2. Store each x only those that happens more or equal than MIN_TIMES in array
3. At the same time, change count to 0 to start counting
4. Map each point in the points array and convert those who are in xRepeatedAtLeastMinTimes to increment or decrement, based on your logic.

const points=[{x:1,y:1},{x:1,y:1},{x:1,y:1},{x:1,y:1},{x:1,y:1},{x:2,y:2},{x:3,y:3},{x:4,y:4},{x:5,y:5},{x:5,y:5},{x:5,y:5},{x:5,y:5},{x:5,y:5},{x:5,y:5},{x:5,y:5},{x:6,y:6},{x:7,y:7},{x:8,y:8},{x:9,y:9},{x:10,y:10},{x:10,y:10},{x:10,y:10},{x:10,y:10},{x:10,y:10},{x:10,y:10},{x:10,y:10},{x:10,y:10},{x:10,y:10},{x:10,y:10}];

const m = new Map(),
    xRepeatedAtLeastMinTimes = new Array(),
    INTERVAL = 0.05,
    MIN_TIMES = 7

// Construct map
points.forEach(point => m.set(point.x, m.has(point.x) ? (m.get(point.x) + 1) : 1))

// Get x coordinates that happens at least MIN_TIMES and change its count to 0
for (let [x, count] of m.entries()) 
   count >= MIN_TIMES && xRepeatedAtLeastMinTimes.push(x), m.set(x, 0)

// Map each point and check condition based on count stored on Map
let result = points.map(point => {
    let x = point.x
    if (xRepeatedAtLeastMinTimes.includes(x)) {
        let count = m.get(x)
        m.set(x, count + 1)
        return count === 0 ? point :
               count <= 3 ? { ...point, x: x + count*INTERVAL } : 
               count <= 6 ? { ...point, x: x - (count - 3)*INTERVAL } : point
    }
    return point
})

console.log(result)

Answer 3

I think it's worth separating out the code that handles the jitter from the code that updates the points using that jitter.
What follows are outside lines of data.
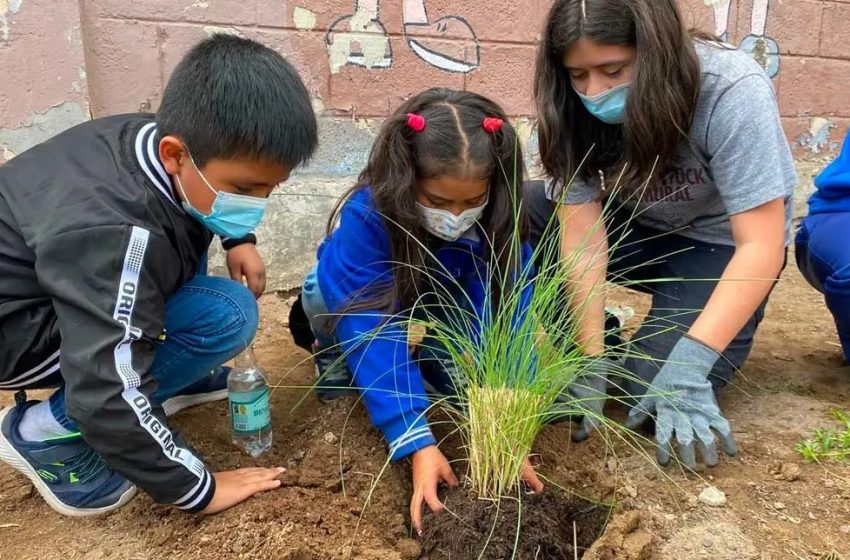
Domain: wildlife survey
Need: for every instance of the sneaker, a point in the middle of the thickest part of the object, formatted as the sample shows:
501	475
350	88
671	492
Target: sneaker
333	379
70	476
207	389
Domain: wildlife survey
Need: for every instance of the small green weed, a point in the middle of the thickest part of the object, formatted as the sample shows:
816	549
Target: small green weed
828	443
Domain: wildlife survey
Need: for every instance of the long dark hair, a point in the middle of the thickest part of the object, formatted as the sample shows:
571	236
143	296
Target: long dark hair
661	103
453	143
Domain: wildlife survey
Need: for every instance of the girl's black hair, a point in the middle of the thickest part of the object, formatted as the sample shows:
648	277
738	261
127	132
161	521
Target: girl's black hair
453	143
661	104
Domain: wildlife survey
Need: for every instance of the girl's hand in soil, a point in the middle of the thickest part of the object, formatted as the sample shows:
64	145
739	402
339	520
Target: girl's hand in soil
430	467
243	261
234	487
530	477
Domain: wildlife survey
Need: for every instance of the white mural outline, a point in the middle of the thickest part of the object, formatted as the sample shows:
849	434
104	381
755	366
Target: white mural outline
763	49
361	39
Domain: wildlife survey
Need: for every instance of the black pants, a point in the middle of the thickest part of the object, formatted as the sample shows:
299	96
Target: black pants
640	256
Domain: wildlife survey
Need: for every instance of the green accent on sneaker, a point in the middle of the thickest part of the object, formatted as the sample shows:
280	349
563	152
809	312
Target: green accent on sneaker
47	475
66	436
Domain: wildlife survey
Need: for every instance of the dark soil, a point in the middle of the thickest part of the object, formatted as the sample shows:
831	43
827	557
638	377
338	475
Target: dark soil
546	524
791	381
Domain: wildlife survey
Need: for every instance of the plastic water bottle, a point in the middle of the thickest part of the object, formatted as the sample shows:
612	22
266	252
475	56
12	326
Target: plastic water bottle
250	414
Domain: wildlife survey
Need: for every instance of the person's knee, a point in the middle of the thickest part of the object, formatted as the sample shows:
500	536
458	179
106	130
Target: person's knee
229	309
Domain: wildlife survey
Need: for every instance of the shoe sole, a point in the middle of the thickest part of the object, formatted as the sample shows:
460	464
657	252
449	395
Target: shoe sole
176	404
11	457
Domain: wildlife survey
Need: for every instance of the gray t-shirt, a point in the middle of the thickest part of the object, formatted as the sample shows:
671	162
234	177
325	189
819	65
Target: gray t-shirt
736	158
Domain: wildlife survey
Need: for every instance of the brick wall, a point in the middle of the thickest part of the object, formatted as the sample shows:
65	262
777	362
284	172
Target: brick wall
59	59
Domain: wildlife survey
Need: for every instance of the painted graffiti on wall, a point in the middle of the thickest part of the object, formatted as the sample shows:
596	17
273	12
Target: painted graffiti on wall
763	49
361	39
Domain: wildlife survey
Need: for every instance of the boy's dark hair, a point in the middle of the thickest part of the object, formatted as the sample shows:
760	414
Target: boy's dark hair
453	143
232	98
661	103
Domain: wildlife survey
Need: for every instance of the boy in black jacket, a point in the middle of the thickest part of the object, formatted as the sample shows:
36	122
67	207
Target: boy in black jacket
103	236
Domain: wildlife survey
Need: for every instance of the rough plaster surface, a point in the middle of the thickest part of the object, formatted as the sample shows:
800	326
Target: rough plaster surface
59	58
41	126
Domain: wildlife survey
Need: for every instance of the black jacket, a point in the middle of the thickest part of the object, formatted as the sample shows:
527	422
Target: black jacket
92	243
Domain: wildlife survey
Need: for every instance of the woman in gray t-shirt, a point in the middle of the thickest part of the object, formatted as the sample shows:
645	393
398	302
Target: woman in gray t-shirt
667	160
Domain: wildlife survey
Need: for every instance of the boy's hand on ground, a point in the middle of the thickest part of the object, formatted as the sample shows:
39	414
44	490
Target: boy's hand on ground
430	467
243	261
234	487
530	477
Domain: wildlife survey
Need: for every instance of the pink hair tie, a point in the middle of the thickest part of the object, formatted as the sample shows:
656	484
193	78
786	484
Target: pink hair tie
416	122
493	124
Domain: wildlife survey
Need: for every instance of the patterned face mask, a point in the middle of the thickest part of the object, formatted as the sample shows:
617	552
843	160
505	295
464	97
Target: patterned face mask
446	225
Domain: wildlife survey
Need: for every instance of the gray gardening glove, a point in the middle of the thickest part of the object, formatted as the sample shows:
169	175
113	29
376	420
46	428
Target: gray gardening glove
683	402
590	391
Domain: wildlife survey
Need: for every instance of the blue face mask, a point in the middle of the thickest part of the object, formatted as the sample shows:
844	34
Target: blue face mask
232	215
609	106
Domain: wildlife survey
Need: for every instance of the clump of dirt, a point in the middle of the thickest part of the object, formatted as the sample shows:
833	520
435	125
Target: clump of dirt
483	529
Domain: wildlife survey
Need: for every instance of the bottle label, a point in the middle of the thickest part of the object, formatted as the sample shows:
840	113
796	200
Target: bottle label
249	411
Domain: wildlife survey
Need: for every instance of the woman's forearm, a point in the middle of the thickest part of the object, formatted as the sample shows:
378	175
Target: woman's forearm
745	284
584	251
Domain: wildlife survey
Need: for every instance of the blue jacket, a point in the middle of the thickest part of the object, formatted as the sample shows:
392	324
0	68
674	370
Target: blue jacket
357	256
833	185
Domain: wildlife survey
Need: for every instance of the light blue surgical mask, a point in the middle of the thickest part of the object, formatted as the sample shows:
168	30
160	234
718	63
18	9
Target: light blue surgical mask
609	106
232	215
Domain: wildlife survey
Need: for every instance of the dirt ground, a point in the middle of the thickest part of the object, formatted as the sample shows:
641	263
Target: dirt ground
777	505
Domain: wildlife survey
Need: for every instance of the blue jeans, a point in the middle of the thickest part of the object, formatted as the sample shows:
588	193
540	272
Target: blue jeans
823	256
208	321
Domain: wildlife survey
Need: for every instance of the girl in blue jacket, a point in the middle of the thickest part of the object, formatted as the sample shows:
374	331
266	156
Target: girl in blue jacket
823	242
442	184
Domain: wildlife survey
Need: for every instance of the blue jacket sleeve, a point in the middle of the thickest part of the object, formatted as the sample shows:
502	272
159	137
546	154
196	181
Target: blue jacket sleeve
834	181
355	259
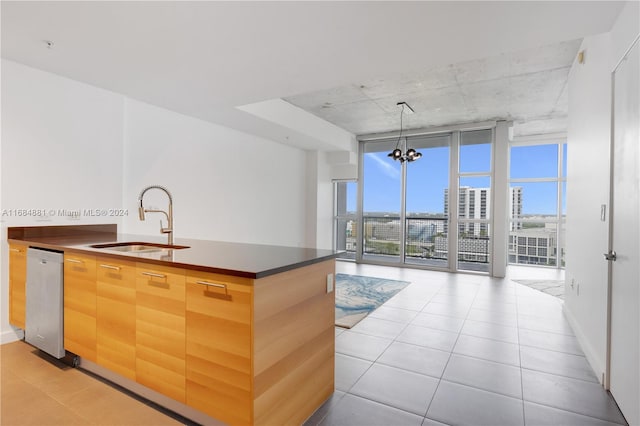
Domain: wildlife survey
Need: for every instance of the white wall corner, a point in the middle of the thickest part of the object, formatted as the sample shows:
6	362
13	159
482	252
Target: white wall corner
500	200
590	352
336	158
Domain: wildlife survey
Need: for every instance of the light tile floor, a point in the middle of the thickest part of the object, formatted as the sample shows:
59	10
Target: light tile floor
449	349
464	349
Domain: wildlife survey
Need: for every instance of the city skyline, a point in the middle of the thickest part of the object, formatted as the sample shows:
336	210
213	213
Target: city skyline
428	178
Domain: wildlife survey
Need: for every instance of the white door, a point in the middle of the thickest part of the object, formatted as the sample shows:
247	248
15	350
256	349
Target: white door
625	239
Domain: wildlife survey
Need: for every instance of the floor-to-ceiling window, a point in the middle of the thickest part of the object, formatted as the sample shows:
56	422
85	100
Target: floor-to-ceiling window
345	219
426	221
406	215
537	177
474	195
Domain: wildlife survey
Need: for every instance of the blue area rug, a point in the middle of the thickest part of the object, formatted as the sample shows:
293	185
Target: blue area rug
357	296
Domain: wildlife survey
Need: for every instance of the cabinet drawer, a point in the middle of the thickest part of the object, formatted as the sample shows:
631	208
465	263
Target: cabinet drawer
219	373
80	305
17	284
116	316
160	329
220	296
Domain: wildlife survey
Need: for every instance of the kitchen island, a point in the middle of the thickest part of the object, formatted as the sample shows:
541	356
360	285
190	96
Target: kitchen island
217	332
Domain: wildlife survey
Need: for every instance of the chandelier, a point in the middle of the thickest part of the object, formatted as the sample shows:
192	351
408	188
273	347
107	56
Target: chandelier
409	154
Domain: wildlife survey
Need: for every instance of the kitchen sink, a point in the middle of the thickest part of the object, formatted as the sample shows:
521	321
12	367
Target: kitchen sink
137	247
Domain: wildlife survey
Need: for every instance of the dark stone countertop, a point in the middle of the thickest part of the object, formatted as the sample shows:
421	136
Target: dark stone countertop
228	258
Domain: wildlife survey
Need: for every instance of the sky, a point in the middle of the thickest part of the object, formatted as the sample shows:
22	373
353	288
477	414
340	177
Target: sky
428	176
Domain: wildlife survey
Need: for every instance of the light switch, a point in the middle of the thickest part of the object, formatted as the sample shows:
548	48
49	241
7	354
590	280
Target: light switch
329	283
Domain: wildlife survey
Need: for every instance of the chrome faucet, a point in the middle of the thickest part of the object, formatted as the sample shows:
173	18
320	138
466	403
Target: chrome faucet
141	211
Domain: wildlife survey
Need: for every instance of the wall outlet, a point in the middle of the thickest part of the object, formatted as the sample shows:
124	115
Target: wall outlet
329	283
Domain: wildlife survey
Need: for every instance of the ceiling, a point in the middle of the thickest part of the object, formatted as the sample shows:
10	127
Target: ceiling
452	61
528	87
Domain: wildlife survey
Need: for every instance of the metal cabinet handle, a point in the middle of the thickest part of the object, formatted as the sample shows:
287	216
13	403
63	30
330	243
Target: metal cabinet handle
152	274
207	283
115	268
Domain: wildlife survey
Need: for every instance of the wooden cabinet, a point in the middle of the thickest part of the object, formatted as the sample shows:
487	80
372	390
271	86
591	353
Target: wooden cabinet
219	368
17	284
160	329
116	315
80	305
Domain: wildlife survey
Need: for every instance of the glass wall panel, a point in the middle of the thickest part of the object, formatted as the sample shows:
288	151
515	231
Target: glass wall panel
538	198
346	196
525	161
537	209
381	198
474	246
475	151
426	223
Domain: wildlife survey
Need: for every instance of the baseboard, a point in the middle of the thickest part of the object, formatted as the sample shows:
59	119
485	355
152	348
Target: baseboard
9	336
597	364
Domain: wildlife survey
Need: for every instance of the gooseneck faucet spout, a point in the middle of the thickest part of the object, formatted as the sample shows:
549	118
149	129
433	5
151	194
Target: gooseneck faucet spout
141	211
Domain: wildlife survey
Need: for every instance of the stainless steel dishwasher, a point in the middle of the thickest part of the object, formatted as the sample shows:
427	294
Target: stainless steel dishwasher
44	320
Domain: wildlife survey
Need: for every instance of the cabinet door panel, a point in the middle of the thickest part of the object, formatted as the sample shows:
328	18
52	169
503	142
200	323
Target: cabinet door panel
160	329
17	284
80	305
116	316
219	374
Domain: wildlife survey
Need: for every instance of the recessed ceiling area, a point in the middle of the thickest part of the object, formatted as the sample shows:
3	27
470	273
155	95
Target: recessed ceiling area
528	87
347	62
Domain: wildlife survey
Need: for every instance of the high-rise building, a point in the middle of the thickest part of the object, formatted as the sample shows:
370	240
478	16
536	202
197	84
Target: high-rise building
474	203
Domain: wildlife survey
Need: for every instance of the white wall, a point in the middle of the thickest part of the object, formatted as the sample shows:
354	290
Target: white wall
319	226
67	145
61	149
588	184
226	185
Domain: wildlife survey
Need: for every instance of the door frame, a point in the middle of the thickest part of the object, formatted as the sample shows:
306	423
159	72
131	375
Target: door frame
607	375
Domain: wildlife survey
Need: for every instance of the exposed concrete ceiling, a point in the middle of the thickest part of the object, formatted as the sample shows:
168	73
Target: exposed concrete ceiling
205	59
528	87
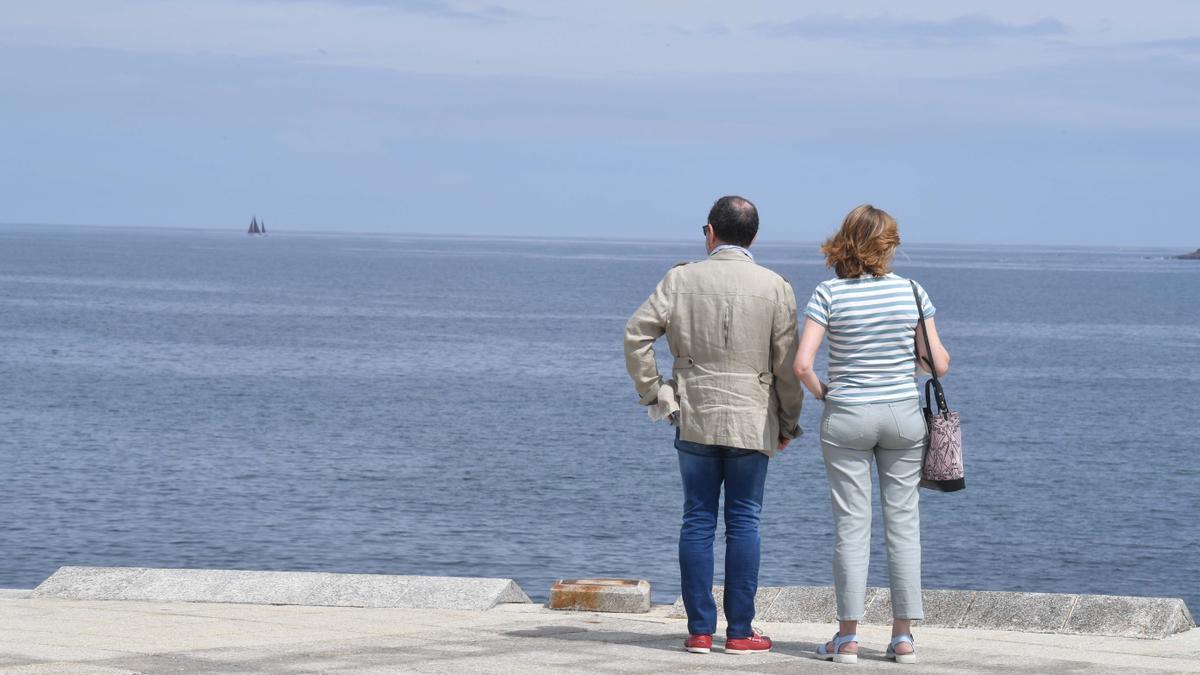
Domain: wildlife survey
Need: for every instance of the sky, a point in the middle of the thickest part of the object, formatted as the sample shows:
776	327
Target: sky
1014	123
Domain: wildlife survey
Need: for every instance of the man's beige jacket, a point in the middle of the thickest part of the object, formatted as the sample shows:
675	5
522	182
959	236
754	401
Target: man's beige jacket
731	328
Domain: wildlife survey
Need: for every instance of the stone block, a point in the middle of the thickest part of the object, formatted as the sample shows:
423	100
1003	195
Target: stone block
1128	616
279	587
1031	613
601	595
943	609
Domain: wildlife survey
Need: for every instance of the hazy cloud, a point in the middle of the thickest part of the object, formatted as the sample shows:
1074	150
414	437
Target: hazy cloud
1180	46
442	9
889	28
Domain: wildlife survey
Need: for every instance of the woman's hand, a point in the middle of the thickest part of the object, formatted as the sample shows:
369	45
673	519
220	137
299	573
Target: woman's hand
805	353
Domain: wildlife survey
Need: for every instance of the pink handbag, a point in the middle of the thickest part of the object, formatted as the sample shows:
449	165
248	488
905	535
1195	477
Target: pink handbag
942	469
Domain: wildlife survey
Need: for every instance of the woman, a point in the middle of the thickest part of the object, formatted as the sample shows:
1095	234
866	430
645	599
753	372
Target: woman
871	411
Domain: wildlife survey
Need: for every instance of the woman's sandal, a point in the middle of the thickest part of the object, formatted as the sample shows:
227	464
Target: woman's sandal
835	656
911	657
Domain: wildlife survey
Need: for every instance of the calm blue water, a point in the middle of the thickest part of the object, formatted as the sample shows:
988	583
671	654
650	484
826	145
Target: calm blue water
460	406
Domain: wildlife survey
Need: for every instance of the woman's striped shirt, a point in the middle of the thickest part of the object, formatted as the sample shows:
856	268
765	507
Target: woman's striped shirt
871	323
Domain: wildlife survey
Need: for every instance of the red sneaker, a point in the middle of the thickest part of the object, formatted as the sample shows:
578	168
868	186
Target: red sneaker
756	643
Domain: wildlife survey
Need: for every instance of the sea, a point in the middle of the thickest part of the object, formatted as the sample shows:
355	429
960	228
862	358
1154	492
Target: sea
460	406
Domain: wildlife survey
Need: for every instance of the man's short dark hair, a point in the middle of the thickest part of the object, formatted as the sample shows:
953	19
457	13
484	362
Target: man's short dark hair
735	220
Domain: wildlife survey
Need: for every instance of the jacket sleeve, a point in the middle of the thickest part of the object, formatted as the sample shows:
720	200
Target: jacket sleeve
784	340
647	324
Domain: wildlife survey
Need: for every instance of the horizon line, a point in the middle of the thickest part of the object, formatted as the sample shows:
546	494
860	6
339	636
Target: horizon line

That would give you the ability to try out different jitter functions (an Archimedean spiral would be nice) but still keep the main logic intact. Here is one version that does this:

const updatePoints = (jitterAlgo) => (points) => 
  points .reduce (({res, dups}, {x, y}) => {
    const key = `${x}:${y}`
    const matches = dups [key] || (dups [key] = [])
    const val = jitterAlgo (matches .length, {x, y})
    matches .push (val)
    res .push (val)
    return {res, dups}
  }, {res: [], dups: {}}) .res

const customJitter = (len, {x, y, ...rest}) =>
  len == 0 || len > 6
    ? {x, y, ... rest}
  : len < 3
    ? {x: x + len * .05, y, ... rest}
  : {x: x - len * .05, y, ... rest}

const points = [{"x": 1, "y": 6}, {"x": 3, "y": 5}, {"x": 3, "y": 5}, {"x": 5, "y": 4}, {"x": 3, "y": 5}, {"x": 3, "y": 5}, {"x": 3, "y": 5}, {"x": 1, "y": 9}, {"x": 5, "y": 4}, {"x": 5, "y": 4}, {"x": 3, "y": 5}, {"x": 2, "y": 9}, {"x": 3, "y": 5}, {"x": 3, "y": 5}, {"x": 5, "y": 4}, {"x": 2, "y": 8}]

console .log (updatePoints (customJitter) (points))

.as-console-wrapper {max-height: 100% !important; top: 0}

I do think that your current logic, which only jitters in the x direction would likely not be as pleasant as one which does both x and y.